Сразу, как только крутизна в горе утихла, начинались поля. Люся вышла на открытое место и в недоумении огляделась: что такое, уж не заблудилась ли она? Как можно было заблудиться в трех шагах от деревни? Нет, конечно: вон Касаловка, — поля слева, уходящие к Нижней речке, назывались Касаловкой, вон впереди, где с одной стороны видна изгородь, оставшаяся от гумна, Ближняя елань, за ней Вышка, справа дорога повела на Дальнюю елань. Эти названия пришли к ней так легко, будто она пользовалась ими каждый день, хотя только перед этим не могла сказать, как зовут острова напротив деревни, и Люся удивилась себе; что это с ней? Казалось, какой-то голос — травяной или ветряной — наносил живущие здесь слова, и слух, уловив их, дал для повторения.
Люся медленно подвигалась по дороге вперед, узнавая и не узнавая открывшиеся места. Если смотреть поверху, вот она, Касаловка, вот Ближняя елань, за ней Вышка. А на земле все это сходилось в одном чужом широком запустении, которому не хотели верить глаза. Дорога, взбиравшаяся в гору узенькой тропкой, снова сошлась здесь с машинной и, не жалея земли, расползлась по сторонам. Поля заросли, затягиваясь с нижнего края густым, расторопным осинником, отдельно от него, ближе к середине, держалась сосновая поросль, там и там торчали дудки. Уже и не отличить было поля от межей, сцепились так — не оторвать. Хлебный дух, привычный для этой поры, давно истаял; пахло перезревающей лесной мешаниной да от заброшенной земли исходило пресное, сухое дыхание.
Не удержавшись, Люся свернула влево и пошла через поле. Земля еще не взялась целиной и была комковатой, серой; привыкнув поднимать хлеба, она, казалось, надеялась на чудо и из последних сил берегла себя для сева, но возле намечающегося соснячка, угадывая хвою, уже копошились муравьи — значит, поверили, что здесь их никто не тронет.

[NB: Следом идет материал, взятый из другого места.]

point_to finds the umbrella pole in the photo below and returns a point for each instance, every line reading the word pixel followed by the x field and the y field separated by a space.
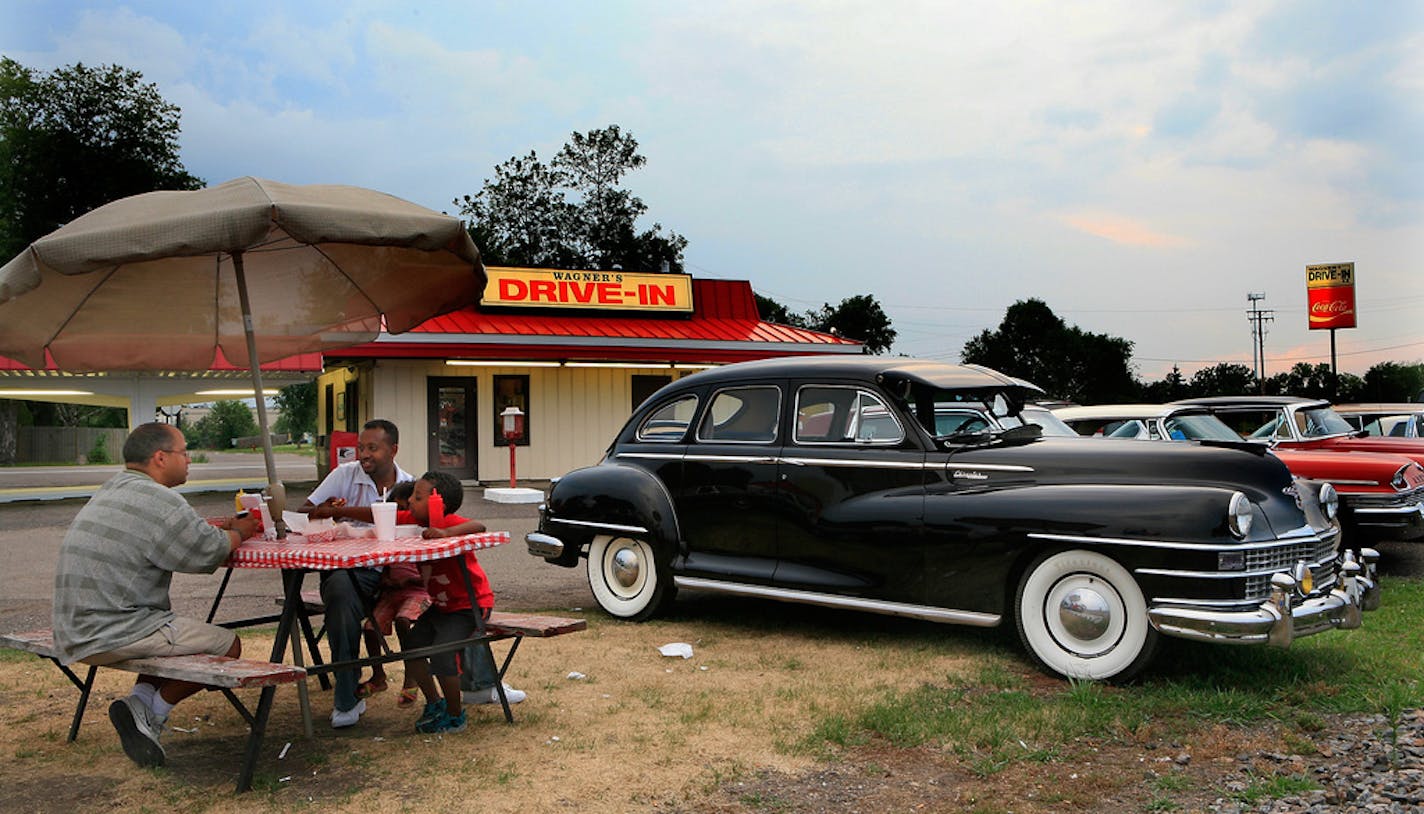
pixel 275 490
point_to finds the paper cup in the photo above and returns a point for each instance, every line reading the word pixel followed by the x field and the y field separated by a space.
pixel 383 514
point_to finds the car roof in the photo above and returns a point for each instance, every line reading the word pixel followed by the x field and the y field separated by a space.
pixel 866 367
pixel 1250 402
pixel 1396 409
pixel 1124 410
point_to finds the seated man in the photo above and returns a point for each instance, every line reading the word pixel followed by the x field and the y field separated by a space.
pixel 346 494
pixel 111 582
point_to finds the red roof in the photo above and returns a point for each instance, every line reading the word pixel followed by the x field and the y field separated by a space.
pixel 724 328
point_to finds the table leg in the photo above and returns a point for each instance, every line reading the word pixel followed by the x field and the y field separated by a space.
pixel 291 608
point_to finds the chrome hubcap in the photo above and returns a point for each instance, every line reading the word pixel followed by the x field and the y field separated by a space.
pixel 1084 614
pixel 625 567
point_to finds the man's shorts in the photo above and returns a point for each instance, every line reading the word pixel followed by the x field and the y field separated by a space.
pixel 177 638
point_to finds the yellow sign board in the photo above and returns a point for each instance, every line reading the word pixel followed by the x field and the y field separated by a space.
pixel 1329 275
pixel 585 289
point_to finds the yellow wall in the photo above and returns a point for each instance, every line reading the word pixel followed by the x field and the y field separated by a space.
pixel 574 413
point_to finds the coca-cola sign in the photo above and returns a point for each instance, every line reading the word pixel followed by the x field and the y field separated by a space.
pixel 1330 293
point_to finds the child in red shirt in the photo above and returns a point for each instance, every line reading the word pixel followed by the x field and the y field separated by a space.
pixel 450 616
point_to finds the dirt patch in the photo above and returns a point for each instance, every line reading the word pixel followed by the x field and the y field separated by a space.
pixel 729 730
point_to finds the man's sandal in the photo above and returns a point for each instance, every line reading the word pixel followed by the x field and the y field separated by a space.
pixel 368 689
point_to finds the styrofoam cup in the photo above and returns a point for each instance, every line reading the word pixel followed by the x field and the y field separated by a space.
pixel 383 514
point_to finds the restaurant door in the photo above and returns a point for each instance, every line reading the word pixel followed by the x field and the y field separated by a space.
pixel 452 426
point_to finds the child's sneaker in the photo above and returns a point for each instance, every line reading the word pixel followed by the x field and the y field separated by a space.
pixel 433 712
pixel 445 725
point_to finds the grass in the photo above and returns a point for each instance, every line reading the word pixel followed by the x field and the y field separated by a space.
pixel 993 716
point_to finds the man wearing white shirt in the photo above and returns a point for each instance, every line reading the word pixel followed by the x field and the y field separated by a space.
pixel 346 494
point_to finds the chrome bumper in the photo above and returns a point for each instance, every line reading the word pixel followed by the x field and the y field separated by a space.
pixel 544 545
pixel 1286 615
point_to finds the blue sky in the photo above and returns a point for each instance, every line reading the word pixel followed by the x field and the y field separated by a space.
pixel 1141 167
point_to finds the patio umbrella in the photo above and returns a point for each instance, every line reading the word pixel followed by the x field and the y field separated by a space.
pixel 258 269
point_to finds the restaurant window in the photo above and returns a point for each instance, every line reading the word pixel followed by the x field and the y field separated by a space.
pixel 511 392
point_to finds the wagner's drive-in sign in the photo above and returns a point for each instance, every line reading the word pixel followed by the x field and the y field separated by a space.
pixel 1330 292
pixel 607 291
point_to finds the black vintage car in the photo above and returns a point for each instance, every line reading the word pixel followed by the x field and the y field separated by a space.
pixel 825 481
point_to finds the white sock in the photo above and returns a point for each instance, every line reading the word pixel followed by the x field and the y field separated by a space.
pixel 145 693
pixel 161 707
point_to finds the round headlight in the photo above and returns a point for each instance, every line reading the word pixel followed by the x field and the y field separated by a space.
pixel 1239 515
pixel 1329 501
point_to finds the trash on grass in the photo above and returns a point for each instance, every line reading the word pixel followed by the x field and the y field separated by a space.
pixel 677 649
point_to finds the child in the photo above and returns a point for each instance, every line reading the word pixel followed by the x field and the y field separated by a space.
pixel 402 601
pixel 450 616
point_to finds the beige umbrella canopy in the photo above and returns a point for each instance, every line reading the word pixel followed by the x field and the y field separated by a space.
pixel 259 269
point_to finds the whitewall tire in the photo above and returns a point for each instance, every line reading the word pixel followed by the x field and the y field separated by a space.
pixel 627 579
pixel 1081 615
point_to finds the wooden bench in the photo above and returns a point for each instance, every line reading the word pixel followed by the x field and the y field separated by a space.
pixel 499 628
pixel 218 672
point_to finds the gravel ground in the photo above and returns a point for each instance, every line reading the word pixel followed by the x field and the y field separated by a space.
pixel 1367 764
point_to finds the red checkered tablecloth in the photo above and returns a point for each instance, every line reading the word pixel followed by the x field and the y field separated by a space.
pixel 356 552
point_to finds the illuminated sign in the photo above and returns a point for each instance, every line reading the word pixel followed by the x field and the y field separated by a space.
pixel 600 291
pixel 1330 293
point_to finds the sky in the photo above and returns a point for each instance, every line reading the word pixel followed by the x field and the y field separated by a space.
pixel 1139 167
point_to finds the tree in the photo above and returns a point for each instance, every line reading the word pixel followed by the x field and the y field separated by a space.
pixel 1225 379
pixel 859 318
pixel 570 212
pixel 1393 382
pixel 225 421
pixel 1067 362
pixel 1169 389
pixel 298 406
pixel 77 138
pixel 70 141
pixel 772 310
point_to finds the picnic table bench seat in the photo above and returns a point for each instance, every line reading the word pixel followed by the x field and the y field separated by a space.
pixel 218 672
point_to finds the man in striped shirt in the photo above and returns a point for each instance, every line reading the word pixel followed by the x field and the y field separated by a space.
pixel 113 575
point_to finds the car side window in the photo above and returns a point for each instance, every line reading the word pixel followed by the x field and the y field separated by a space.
pixel 669 423
pixel 845 414
pixel 742 414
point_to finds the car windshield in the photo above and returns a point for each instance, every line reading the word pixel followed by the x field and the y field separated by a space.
pixel 1198 427
pixel 1320 421
pixel 1051 424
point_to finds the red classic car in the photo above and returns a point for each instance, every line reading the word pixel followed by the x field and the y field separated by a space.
pixel 1381 495
pixel 1293 423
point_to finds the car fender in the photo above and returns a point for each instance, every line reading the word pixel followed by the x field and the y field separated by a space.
pixel 611 498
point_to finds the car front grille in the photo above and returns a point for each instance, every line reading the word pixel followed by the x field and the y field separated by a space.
pixel 1320 554
pixel 1397 500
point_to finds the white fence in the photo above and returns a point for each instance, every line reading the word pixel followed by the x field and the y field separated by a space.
pixel 67 444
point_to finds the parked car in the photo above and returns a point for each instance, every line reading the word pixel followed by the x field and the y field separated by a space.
pixel 1401 420
pixel 1289 421
pixel 1381 497
pixel 830 481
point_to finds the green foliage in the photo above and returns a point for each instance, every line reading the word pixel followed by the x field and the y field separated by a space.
pixel 1393 382
pixel 1067 362
pixel 225 421
pixel 571 212
pixel 298 406
pixel 76 138
pixel 1225 379
pixel 98 453
pixel 859 318
pixel 1315 382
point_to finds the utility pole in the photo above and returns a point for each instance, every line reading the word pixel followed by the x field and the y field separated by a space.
pixel 1258 319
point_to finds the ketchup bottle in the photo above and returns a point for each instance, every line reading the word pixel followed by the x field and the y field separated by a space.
pixel 436 505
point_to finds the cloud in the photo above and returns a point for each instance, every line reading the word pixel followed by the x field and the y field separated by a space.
pixel 1124 231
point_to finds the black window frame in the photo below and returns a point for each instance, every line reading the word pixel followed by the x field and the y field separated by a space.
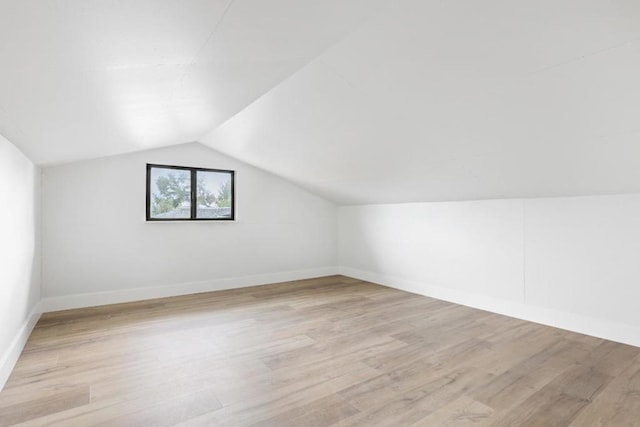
pixel 194 188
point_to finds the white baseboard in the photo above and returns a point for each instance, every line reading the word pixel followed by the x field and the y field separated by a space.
pixel 10 357
pixel 137 294
pixel 614 331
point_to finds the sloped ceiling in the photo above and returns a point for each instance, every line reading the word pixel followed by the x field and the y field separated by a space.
pixel 359 101
pixel 450 100
pixel 82 79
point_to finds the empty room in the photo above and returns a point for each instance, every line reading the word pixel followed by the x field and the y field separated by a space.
pixel 319 213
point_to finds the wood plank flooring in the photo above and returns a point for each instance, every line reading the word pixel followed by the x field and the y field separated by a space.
pixel 332 351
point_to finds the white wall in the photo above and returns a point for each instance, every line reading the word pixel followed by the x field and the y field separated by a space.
pixel 99 249
pixel 19 253
pixel 568 262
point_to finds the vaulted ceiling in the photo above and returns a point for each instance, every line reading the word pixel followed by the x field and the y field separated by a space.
pixel 359 101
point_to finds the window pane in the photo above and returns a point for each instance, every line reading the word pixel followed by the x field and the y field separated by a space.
pixel 214 195
pixel 170 193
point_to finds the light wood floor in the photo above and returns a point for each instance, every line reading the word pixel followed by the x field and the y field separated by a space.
pixel 325 352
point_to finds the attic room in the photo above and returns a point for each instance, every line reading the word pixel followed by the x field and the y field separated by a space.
pixel 319 213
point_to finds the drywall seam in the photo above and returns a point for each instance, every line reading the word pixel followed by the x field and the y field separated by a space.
pixel 10 357
pixel 600 328
pixel 67 302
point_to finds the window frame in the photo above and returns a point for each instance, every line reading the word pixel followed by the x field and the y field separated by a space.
pixel 194 188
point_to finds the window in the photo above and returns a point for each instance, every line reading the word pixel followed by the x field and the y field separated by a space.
pixel 179 193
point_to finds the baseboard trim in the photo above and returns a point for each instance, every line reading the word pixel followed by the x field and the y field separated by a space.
pixel 599 328
pixel 138 294
pixel 10 357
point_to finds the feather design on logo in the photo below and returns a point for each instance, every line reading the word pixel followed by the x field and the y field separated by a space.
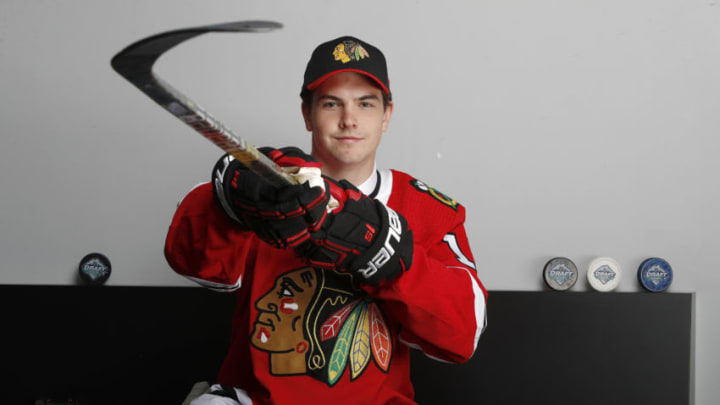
pixel 359 52
pixel 381 342
pixel 338 358
pixel 330 328
pixel 360 352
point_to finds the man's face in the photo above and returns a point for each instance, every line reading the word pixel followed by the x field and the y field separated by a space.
pixel 347 120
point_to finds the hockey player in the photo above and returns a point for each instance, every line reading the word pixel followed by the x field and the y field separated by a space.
pixel 338 277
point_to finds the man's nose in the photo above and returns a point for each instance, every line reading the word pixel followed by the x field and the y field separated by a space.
pixel 348 119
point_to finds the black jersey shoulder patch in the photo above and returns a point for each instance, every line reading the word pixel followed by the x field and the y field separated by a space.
pixel 443 198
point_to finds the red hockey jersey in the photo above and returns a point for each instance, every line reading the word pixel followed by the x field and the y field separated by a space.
pixel 302 334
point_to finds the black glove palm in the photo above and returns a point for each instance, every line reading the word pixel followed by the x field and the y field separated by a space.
pixel 363 237
pixel 281 217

Сколько же прошло лет, как уехал отсюда колхоз? Семь, восемь, девять? Точно Люся не знала, что-то около того. Колхоз, можно сказать, и не уехал, а растаял на месте, увезли только машины, которых и было-то немного, да кой-какой инвентарь. Поля не увезешь — вот они, поля, люди тоже остались, не так-то просто и легко тронуться с насиженного места, освященного родными могилами, и двигаться неизвестно куда. Уехали только три семьи из переселенцев, одна из них затем вернулась обратно.
Колхоз назывался «Память Чапаева», и Люся опять удивилась тому, с какой легкостью, без всякого ее обращения к памяти всплыло откуда-то в ней это никому не нужное теперь название и с сиротской призывностью улетело в поля. Не будь она здесь, среди всего, что было с ним связано, ни за что бы не вспомнила. Впрочем, затем уже, после Люси, колхоз переименовывали и, кажется, не один раз, но другого названия она не знала и не хотела знать.
Колхозу «Память Чапаева», который и без того кое-как сводил концы с концами, не повезло сразу с двух сторон. Во-первых, рядом с ним, в одной деревне, обосновался леспромхоз — богатый, денежный, причем деньги, как в сказке, выдавали аккуратно через каждые полмесяца, и молодежь всякими правдами и неправдами побежала из колхоза. Для этого даже не надо было срываться с места и менять свою жизнь, все было тут 104 же, дома. А попробуй колхоз удержать у себя хорошего механизатора, когда тот видит, что в леспромхозе он по самому скромному счету заработает в три раза больше. Удерживать-то удерживали — и криком, и законом, да только плохо получалось.
Пока боролись с одной бедой, подоспела другая — началось объединение колхозов, и «Память Чапаева» прицепили к такому же, как он, горюну, до которого было почти пятьдесят километров тайги. Тут уж не только молодежь, чуть ли не вся деревня повалила в леспромхоз. Дошло до того, что некому стало кормить скот. Тот колхоз перегнал к себе коров, овец, но поля года два еще обрабатывал, отправляя сюда на помощь своих людей, хотя их, конечно, не хватало и дома. Помыкался он, помыкался, да и свез к себе оставшееся добро. А поля забросили. Вот они, поля, то, что от них осталось.